Hepatitis C virus infection causes approximately 4 million new infections worldwide, and 399 000 deaths due to its complications, cirrhosis and hepatocellular carcinoma (HCC). Microenvironmental changes, chronic inflammation, oxidative stress, endoplasmic reticulum stress caused by HCV infection, genetic and epigenetic changes can result in primary liver cancer during decades. The direct oncogenic property of HCV is wellknown. The transforming effect of four HCV proteins (core, NS3, NS4B, NS5A) has been proven. Effective antiviral therapy, sustained viral response decreases the HCV-related general and liver-related mortality. Interferon-based therapy reduces the risk of HCC development. Shorter therapy with direct acting antiviral agents (DAA) has higher efficacy, fewer side-effects. Publications have reported the unexpected effects of DAA. The authors review the articles focusing on the occurrence of HCC in connection with DAA therapies. There is a need for prospective, multicentric studies with longer follow-up to examine the risk of HCC formation. After antiviral therapy, HCC surveillance is of high importance which means abdominal ultrasound every 3-6-12 months in sustained viral response patients as well. Orv Hetil. 2019; 160(22): 846-853.

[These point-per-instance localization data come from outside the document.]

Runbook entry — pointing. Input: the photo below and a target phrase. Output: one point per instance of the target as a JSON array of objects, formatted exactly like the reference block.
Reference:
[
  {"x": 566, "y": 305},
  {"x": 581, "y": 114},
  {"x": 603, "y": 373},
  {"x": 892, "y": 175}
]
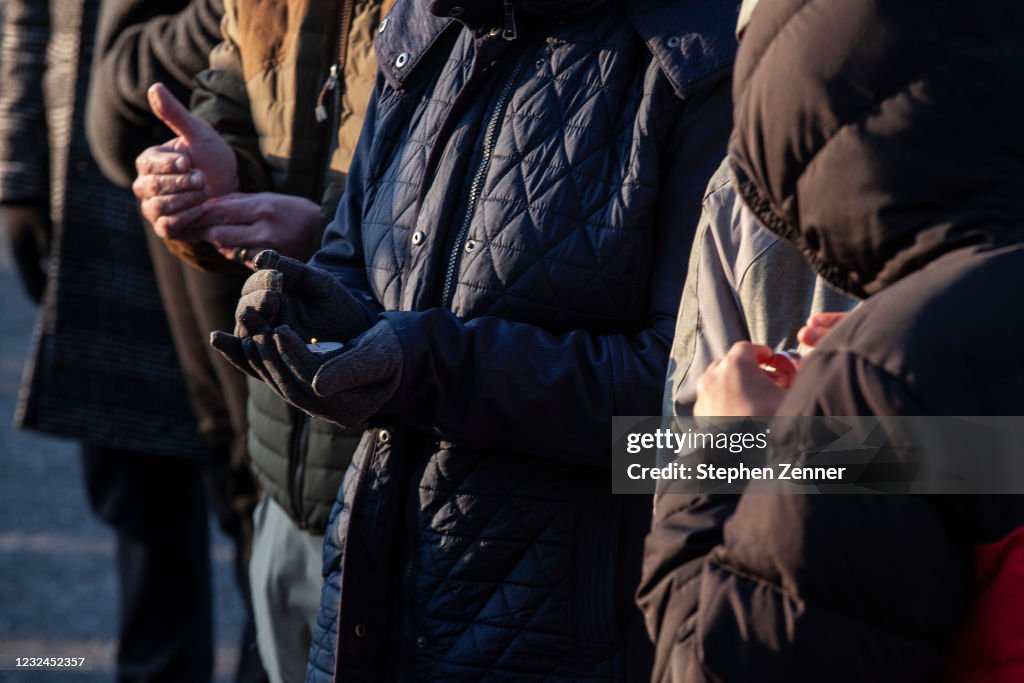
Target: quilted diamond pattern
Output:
[{"x": 537, "y": 182}]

丙型肝炎病毒感染在全球范围内导致约400万新感染病例,并且因其并发症、肝硬化和肝细胞癌(HCC)导致39.9万人死亡。丙型肝炎病毒感染引起的微环境变化、慢性炎症、氧化应激、内质网应激、遗传和表观遗传变化可在数十年内导致原发性肝癌。丙型肝炎病毒的直接致癌特性是众所周知的。四种丙型肝炎病毒蛋白(核心蛋白、NS3、NS4B、NS5A)的转化作用已得到证实。有效的抗病毒治疗、持续病毒学应答可降低丙型肝炎病毒相关的总体死亡率和肝脏相关死亡率。基于干扰素的治疗可降低肝细胞癌发生的风险。使用直接抗病毒药物(DAA)进行的更短疗程治疗具有更高的疗效和更少的副作用。有文献报道了直接抗病毒药物的意外效果。作者回顾了聚焦于直接抗病毒药物治疗相关肝细胞癌发生情况的文章。需要进行前瞻性、多中心且随访时间更长的研究,以检查肝细胞癌形成的风险。抗病毒治疗后,肝细胞癌监测非常重要,这意味着在持续病毒学应答的患者中也需要每3 - 6 - 12个月进行一次腹部超声检查。《匈牙利医学周报》。2019年;160(22): 846 - 853。